Authentication & Authorisation
If you fail to build strong authentication processes into your application an attacker could access sensitive content without having to properly authenticate. Although this sounds like an issue principle number 7 (Secure Resource Access) should address there is a clear difference between the two.
The Authentication and Authorisation principle will aim to remove
the following risks (this is not an exhaustive list):
- Lack of an appropriate timeout
- The use of weak password
- The use of weak “secret question” system
- The use of broken CAPTCHA system
- Failure to protect credentials in transit
- Failure to implement least privilege access
If you are required to provide a logon within your application you should also implement timeouts and the requirement for users to set strong passwords. To determine how long your timeouts should be you need to establish the sensitivity of the data or resource you are trying to protect. The timeout for an online bank would more than likely be shorter than the timeout for an online game site for example.
The same question would apply when you are determining how strong your users passwords should be, what are you trying to protect? In general your application should enforce the use of complex passwords with a minimum length of 7 characters. Complex passwords normally mandate the use of 3 of the following 4 elements:
- Uppercase characters
- Lowercase characters
- Special characters (i.e. @$^&)
Depending on the applications purpose you should implement additional password controls such as a maximum age and prevention of password re-use. The passwords must be protected whilst being stored on application servers and whilst they are transmitted. There are several points during the lifetime of a password which I feel require special attention.
The passwords must be stored in a secure location and encrypted, they must never be transmitted in the clear (i.e. without using protection such as SSL) and never fully visible in account management emails.
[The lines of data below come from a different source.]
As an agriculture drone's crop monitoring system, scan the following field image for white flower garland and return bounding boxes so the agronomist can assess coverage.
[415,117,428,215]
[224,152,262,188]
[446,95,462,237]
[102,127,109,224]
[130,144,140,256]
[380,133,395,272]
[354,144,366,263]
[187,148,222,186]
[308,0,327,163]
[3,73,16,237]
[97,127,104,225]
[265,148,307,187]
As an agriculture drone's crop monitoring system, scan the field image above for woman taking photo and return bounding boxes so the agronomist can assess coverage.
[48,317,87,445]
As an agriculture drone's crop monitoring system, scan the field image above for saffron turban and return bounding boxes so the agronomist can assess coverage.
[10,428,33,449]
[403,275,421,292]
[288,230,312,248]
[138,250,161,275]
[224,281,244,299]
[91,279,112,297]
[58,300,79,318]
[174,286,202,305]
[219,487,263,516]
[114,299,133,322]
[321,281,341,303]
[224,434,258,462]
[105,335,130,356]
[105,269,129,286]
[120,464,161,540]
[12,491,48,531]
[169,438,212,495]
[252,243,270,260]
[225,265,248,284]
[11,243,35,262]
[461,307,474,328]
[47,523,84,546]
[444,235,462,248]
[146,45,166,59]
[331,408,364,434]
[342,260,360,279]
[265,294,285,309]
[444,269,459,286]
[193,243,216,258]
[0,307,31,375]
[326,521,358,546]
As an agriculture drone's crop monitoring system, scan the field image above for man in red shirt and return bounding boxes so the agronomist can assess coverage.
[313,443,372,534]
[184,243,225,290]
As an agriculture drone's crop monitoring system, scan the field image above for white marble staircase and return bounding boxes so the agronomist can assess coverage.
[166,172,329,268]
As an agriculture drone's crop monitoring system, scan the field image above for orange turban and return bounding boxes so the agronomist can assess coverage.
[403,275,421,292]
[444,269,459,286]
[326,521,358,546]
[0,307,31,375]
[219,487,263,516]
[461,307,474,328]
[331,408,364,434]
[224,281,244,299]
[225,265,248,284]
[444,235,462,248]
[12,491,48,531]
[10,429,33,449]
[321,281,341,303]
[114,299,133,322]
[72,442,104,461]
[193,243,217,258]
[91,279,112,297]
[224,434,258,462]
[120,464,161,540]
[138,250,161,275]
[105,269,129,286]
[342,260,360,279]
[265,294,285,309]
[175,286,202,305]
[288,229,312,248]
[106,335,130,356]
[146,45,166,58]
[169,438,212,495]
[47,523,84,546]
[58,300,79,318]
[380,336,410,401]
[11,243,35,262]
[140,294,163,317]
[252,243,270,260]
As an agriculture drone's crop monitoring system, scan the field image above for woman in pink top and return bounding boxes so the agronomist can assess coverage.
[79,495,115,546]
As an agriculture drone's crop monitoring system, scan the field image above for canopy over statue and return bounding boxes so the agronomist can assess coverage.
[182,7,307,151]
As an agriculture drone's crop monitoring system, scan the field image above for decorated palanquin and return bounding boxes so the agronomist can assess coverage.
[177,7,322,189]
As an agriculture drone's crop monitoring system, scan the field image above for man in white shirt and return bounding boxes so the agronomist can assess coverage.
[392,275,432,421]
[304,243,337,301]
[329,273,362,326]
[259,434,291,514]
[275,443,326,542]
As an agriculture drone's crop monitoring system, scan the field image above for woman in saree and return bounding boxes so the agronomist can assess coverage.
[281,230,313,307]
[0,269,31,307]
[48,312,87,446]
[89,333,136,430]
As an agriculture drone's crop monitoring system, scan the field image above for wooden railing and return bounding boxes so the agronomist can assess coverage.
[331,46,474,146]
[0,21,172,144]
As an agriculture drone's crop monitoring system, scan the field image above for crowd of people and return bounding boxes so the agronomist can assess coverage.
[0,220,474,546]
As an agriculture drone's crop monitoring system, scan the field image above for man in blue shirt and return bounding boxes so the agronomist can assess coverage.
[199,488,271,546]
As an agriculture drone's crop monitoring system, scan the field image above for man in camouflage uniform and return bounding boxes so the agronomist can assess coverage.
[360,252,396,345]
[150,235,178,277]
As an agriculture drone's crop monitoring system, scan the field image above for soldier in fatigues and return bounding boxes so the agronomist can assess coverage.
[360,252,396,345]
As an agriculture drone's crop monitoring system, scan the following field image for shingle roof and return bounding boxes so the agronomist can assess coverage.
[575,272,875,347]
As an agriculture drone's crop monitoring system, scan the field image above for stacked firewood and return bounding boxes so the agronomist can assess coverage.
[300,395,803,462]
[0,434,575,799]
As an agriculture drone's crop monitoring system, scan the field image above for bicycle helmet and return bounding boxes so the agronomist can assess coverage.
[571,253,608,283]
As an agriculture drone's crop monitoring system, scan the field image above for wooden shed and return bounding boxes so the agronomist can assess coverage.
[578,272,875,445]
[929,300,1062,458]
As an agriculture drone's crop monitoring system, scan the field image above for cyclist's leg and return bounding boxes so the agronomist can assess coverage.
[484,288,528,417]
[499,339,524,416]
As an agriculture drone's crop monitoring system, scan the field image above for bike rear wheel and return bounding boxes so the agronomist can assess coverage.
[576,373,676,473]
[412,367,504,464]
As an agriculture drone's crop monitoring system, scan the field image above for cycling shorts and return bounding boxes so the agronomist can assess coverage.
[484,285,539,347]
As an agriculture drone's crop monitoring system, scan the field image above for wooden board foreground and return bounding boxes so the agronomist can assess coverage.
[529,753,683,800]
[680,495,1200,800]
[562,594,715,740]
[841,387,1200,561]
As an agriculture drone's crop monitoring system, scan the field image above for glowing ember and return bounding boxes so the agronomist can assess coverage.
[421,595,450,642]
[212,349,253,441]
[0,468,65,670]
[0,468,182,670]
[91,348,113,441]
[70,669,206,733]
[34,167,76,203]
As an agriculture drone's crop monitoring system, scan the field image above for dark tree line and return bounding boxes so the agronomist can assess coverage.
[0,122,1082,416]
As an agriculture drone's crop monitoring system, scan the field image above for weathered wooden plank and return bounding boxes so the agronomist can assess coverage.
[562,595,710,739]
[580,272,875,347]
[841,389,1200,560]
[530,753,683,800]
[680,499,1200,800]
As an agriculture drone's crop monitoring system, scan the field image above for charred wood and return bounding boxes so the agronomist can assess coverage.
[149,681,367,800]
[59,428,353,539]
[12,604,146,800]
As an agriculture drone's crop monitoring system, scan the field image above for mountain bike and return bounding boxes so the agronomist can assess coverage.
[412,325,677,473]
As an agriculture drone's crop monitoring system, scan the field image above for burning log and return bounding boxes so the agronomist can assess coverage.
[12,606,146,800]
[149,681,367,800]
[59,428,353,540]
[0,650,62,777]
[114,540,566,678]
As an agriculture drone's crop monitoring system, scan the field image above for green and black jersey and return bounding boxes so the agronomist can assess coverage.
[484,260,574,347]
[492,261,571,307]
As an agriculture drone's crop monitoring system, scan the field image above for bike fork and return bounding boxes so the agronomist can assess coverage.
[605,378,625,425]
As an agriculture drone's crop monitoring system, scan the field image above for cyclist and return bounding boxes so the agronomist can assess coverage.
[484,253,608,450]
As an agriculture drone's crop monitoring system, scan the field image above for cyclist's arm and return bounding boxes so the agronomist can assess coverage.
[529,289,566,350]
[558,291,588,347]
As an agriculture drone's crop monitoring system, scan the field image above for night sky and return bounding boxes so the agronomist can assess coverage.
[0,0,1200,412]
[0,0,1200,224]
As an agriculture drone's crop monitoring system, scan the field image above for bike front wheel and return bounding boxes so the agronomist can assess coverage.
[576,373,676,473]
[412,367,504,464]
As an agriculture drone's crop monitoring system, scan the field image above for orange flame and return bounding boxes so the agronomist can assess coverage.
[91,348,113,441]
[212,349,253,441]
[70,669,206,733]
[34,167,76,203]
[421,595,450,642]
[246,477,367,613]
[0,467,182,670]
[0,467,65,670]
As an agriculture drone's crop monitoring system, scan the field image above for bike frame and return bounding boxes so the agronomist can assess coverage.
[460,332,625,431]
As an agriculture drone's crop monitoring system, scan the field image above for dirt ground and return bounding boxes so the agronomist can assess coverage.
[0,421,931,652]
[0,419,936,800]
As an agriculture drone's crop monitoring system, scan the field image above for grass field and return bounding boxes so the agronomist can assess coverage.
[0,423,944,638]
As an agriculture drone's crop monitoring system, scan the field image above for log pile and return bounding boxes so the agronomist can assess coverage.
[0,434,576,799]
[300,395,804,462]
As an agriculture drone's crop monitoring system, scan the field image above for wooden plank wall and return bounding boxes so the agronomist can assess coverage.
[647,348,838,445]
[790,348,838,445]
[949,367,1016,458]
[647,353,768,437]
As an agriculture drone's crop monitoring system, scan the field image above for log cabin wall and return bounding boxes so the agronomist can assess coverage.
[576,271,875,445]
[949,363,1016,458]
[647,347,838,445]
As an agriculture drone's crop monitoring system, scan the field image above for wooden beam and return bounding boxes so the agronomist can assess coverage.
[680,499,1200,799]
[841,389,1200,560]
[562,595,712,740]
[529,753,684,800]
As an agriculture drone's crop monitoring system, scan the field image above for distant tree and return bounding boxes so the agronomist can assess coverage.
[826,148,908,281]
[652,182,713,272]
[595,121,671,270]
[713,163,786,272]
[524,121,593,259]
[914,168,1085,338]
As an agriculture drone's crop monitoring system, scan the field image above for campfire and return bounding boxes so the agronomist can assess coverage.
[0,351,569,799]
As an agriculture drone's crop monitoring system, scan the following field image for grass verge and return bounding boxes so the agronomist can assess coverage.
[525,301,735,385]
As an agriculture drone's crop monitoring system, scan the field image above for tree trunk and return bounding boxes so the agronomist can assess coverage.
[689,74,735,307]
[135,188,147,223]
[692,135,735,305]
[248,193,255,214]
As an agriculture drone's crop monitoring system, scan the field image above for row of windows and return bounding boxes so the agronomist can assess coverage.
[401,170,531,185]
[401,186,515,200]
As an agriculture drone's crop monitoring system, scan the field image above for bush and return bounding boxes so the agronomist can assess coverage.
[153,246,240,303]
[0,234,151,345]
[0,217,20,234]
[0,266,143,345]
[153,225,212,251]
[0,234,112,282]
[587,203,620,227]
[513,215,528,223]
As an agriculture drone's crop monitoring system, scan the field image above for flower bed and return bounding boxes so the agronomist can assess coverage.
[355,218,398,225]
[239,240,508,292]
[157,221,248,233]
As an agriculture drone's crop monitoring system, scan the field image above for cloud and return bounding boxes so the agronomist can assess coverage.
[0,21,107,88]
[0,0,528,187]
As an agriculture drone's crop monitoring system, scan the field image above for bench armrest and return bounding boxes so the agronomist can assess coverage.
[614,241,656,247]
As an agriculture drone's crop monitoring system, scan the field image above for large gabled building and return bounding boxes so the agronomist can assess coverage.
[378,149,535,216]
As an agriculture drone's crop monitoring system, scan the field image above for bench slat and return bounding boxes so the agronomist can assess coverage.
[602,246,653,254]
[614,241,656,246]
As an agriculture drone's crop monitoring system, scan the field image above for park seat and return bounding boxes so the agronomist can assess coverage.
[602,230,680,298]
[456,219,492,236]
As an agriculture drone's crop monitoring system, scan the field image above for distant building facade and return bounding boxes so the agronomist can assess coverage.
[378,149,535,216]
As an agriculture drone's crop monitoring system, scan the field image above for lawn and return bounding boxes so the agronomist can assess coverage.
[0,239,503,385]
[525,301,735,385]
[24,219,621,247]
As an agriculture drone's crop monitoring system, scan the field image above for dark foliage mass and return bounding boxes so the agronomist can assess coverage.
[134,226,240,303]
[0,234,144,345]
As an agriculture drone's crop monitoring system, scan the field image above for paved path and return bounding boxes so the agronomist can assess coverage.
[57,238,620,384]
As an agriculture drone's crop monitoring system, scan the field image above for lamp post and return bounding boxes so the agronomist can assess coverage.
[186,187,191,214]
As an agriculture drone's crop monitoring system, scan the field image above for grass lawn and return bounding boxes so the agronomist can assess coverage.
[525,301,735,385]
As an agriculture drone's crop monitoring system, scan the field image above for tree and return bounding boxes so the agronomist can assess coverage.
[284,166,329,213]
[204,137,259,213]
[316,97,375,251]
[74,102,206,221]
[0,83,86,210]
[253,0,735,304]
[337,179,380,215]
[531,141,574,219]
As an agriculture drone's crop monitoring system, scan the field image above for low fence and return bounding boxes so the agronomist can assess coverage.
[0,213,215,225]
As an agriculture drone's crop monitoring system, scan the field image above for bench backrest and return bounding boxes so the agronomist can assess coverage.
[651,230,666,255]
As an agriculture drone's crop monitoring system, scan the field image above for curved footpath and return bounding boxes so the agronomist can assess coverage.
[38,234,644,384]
At this point we are beginning to construct a secure authentication system but this hard work can be undone by the incorrect use of automated systems designed to help you and your users. Almost every web application will have some form of password reminder system and a high percentage of them would have security weaknesses. These systems are designed to provide self service capabilities to the end users but they can also assist attackers in hijacking user’s accounts. The point at which these system traditionally fail is the secret questions used for password reminders, the answers to these questions can be easily guessed with a small amount of social engineering or brute forcing of the values. If your system used a question such as “What is your favourite capital city” the attacker knows this has a finite set of answers and can attempt to brute force the correct answer. If the secret question system fails to prevent a brute force attacks the user’s password can be easily obtained. To prevent these kinds of attacks you could allow the user to define their own secret question or require the users to answer multiple questions before revealing the password.
In addition to weaknesses in the secret questions many systems fail when they attempt to create information verification functions. The information verification piece of password reminder systems will often fail to demand enough information from the end user before granting them the account password. It is a common mistake made by these systems and you should attempt to avoid this where possible, make sure that your systems require information from the user that isn’t easily obtainable such as an email address.
A second system often used during user account creation and management is CAPTCHAs (Completely Automated Public Turing test to tell Computers and Humans Apart). As the name implies these system are used to validate that a user as opposed to a computer is providing the input to your system but there have been many high profile failures of such systems. CAPTCHA systems implemented by Google, Microsoft and Yahoo have been broken which shows how difficult it can be to get this right. If you do decide to utilise this technology you need to ensure that CAPTCHAS are not simple to guess (i.e. What is 2+3) or clear enough to be read by OCR software.
The final thing to remember in this principle is the enforcement of authorisation through least privilege. A simple application could have two levels of access, user access and administrative access and each one will have its own access requirements. An obvious difference between the two levels of access is the authorisation to use the administrative functions of the application. The administrative functions should only be available to users in the admin group and the standard users must not have the capability to elevate their privileges. The user accounts used for your application should be given the least amount of privileges required for them to function correctly. The ideal starting point would be to configure access controls to deny all access and gradually increase the access until you find the right level for each user role.
You should always avoid using client side values to make access decisions, avoid using information such as client side tokens, URL values or hidden fields because they can be manipulated to give a user elevated privileges.